Cette analyse a été réalisée par près de 200 employés de la Ville. Même si cette analyse a révélé que la performance n’était pas satisfaisante pour 72 de ces cibles, dont 35 sont jugées d’importance élevée, et comme la Ville n’a pas nécessairement les compétences nécessaires pour gérer les situations jugées insatisfaisantes, il ne reste que 25 cibles prioritaires sur lesquelles elle peut agir. L’étape suivante est de collecter, auprès des employés, des partenaires et des citoyens, des propositions d’actions réalistes pour améliorer la performance et préparer un plan d’action à court, moyen et long terme auquel les acteurs politiques seront invités à adhérer.

L’exercice a permis de se donner une vision: « En 2030, la population de Québec forme une communauté engagée, solidaire et inclusive. Elle profite d’un environnement sain et résilient face aux changements climatiques et recueille les fruits d’une économie juste, verte et prospère. » Les défis collectifs pour y arriver sont la cohésion sociale, la santé globale, la décarbonisation, la résilience et la transition.

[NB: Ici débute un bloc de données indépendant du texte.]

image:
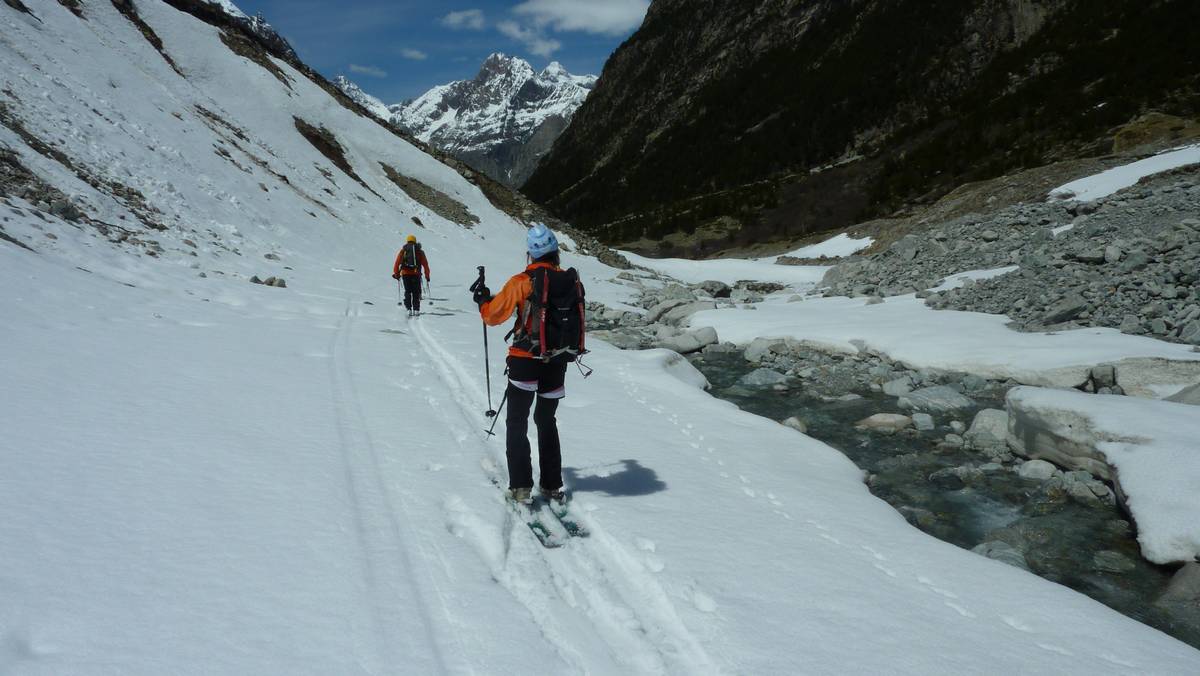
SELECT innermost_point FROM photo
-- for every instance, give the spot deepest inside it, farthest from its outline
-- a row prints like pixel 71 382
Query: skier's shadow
pixel 625 478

Chacun rejoint des cibles dans plusieurs ODD. Une analyse des forces et faiblesses, enjeux et opportunités complète le portrait.

Déjà plus de 200 pistes d’action ont été identifiées par les employés et les partenaires de la Ville et la consultation lancée le 25 février devrait permettre d’en recueillir des dizaines d’autres qui seront ensuite analysées et associées aux cibles des ODD auxquelles elles participent. Dorénavant, toutes les actions et stratégies de la Ville seront analysées de cette façon, ce qui contribuera à briser les silos, à profiter des synergies, à améliorer la transparence, la reddition de comptes et la communication entre la Ville, ses citoyens, ses partenaires et les gouvernements supérieurs. Tout cela dans un cadre internationalement reconnu.

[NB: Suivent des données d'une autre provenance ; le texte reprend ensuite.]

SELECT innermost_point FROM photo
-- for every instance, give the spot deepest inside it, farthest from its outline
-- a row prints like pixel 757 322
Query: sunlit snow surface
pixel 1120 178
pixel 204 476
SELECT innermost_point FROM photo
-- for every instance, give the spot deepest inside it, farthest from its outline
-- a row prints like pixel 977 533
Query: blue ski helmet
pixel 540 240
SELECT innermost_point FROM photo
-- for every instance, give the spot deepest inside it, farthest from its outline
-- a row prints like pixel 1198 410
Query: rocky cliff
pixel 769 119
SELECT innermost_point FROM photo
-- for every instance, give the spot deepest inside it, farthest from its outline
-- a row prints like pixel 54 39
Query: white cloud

L’expérience de Québec est unique, mais elle pourra devenir exemplaire pour toutes les villes au Québec et ailleurs dans le monde qui voudront adopter une telle démarche systémique. En effet, l’équipe de la Chaire en éco-conseil a fait en parallèle une analyse du processus et publié le 26 février un article scientifique dans la revue Sustainability3 que chacun peut se procurer en libre accès. Maires et conseillers, à vous de jouer, la voie est tracée !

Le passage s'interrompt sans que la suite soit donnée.